Kiedy nas dwoje, ich dwoje, wyjdzie ukradkiem, nocą, wieczorem, w chłodne szpalery, w ciemny gaj, przepędzić jedną chwilę szczęścia dla której żyli, z której wspomnieniem umrą, dla której daliby życie i tysiąc śmierci ponieśli.
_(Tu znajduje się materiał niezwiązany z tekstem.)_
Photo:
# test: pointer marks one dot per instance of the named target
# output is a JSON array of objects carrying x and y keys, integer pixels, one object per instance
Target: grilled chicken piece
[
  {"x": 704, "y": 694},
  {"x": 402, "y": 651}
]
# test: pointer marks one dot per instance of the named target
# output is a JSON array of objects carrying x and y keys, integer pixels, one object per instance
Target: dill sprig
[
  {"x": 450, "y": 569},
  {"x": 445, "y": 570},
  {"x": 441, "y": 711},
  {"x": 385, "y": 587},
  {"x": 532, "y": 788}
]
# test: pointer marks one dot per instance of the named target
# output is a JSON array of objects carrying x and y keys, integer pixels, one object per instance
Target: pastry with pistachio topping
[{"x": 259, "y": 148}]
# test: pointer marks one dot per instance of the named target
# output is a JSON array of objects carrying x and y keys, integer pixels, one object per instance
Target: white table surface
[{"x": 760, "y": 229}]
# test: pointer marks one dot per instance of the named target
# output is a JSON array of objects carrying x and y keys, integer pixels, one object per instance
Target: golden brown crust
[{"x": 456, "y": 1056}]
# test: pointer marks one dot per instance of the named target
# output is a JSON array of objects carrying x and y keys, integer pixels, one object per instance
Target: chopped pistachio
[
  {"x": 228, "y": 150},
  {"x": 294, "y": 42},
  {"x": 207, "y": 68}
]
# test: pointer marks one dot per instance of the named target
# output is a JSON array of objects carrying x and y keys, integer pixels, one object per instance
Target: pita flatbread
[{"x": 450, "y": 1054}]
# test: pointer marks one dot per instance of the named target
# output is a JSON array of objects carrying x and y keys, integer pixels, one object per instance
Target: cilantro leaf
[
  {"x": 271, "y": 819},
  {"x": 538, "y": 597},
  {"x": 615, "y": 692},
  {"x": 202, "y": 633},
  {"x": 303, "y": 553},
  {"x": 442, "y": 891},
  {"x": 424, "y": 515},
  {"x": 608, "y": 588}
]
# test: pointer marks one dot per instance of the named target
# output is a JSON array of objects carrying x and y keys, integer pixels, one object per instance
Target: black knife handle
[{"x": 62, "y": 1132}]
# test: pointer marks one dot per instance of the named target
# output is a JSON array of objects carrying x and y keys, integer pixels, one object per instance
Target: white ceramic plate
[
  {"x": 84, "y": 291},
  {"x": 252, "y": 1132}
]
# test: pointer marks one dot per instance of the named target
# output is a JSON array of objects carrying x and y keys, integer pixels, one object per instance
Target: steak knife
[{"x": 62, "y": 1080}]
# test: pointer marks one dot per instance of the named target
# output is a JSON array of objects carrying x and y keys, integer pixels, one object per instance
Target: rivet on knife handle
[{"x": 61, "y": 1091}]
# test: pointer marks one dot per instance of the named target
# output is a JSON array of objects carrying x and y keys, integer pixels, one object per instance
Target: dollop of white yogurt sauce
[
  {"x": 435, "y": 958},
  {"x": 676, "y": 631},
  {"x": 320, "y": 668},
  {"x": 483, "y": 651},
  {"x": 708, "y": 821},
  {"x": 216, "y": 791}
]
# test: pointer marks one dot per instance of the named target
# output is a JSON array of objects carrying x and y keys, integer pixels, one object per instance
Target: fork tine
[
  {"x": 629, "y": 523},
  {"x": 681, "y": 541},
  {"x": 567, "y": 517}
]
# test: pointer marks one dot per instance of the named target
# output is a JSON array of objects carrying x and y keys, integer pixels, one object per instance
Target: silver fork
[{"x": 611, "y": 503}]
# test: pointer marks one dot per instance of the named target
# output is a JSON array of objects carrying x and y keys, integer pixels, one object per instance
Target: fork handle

Srebrny Księżyczu, kochanku kochanków, gwiazdo poetów, ojcze marzeń nieśmiertelnych, świeć nam w ówczas z za obłoku, świeć nam w ówczas i zawsze.
Swieć nam Księżycu w smutku, świeć nam na łzach naszych, swieć wszędzie i zawsze.
Niech słońce oslepia dumnych, niech ciemna noc okrywa bydlęta i spiochów, ty dla nas swieć zawsze Księżycu. O! swieć dla poetów, dla kochanków, dla marzących i myślących, których duszę niesiesz do nieba na swojem promieniu.
I kiedy śmierć przyjdzie, niech twój blask pożegna zamknięte cudzą wolą i cudzą ręką oczy i kiedy piasek będzie się sypał na nas, który nas i pamięć naszą przywali, ty świeć nad mogiłą – o Księżycu, swieć zawsze!
A jeśli kto przyjdzie nad grób, ty oswiecaj mu drogę i na swoich promieniach zanieś Bogu jego modlitwy, a duszy jego westchnienia – Księżycu srebrny swieć zawsze.